March 05th, 2007 | Category: The Writing Machine
Read it in: Español

..la strada si disegna al mio passo e se mi volto vedo soltanto l’abisso di ciò che non esiste..

.davanti.il.vuoto.

cammino per le sue strade come ubriaca.assorta.preda di un sogno.in estasi..

questa volta è tutto diverso.ogni mio passo mette un mattone nuovo sotto i miei piedi.e sulle vecchie strade trafficate di sogni e pretese incompiute adesso si estendono strade vergini.formate da vuoto essenziale e  v o g l i a  di..

mi lascio coprire dalla luce tiepida che si riflette sui suoi palazzi e ritrovo quel senso di appartenenza che avevo gettato così lontano..

nessun ricordo incrinato da ombre altrui.tutti inghiottiti dall’oblio delle cose senz’anima..
nessun ricordo..

solo adesso.ora.io.e  v o g l i a  di..

in quel ponte si può sentire la nostra anima.anche se ormai la scritta non si legge più..

ma seduta su quelle pietre sento tutto in prima persona e il plurale non ha alcun significato né spazio né senso..

solo io.. la città.e tutta la mia  v o g l i a  di..

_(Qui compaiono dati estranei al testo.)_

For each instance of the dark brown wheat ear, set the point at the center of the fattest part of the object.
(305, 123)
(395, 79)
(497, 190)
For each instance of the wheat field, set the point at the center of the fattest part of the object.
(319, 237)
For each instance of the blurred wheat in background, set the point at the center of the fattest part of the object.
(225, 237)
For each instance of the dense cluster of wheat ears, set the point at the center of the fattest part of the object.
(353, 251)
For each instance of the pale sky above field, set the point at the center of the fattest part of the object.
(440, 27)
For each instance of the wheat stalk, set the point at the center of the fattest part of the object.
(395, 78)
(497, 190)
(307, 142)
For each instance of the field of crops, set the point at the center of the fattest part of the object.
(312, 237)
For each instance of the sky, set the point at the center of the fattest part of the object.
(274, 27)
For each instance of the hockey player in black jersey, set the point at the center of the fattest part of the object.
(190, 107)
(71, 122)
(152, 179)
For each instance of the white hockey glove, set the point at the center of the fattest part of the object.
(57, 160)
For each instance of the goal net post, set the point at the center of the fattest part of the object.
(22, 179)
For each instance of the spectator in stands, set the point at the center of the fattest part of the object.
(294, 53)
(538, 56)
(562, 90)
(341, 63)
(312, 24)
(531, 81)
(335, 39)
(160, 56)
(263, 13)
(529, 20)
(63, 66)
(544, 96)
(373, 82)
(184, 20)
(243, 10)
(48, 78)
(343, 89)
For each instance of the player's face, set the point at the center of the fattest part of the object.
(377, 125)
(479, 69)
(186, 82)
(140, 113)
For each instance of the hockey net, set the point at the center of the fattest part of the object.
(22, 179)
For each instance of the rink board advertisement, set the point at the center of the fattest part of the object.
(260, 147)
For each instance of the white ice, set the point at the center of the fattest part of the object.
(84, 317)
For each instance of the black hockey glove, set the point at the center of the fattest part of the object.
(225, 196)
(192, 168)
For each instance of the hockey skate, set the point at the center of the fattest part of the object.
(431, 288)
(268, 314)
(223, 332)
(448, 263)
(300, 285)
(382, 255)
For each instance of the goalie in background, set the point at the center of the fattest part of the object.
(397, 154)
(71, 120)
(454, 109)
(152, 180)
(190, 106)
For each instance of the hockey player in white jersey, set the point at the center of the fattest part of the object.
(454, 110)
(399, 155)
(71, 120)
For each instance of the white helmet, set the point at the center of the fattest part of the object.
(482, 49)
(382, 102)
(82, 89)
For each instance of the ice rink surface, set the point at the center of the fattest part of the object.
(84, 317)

torno dove non ero mai stata prima..
disegno nuovi percorsi.senza cercare nulla..
sul ponte mi elevo senza paura del vuoto.senza vertigini..
senza sapere.senza sperare qualcosa..
non ha importanza cosa si muove intorno.non contano le distanze..
solo io.quello che resta di me.dopo aver eliminato ogni cosa superflua..

solo io.e tutta la mia  V o g l i a  di..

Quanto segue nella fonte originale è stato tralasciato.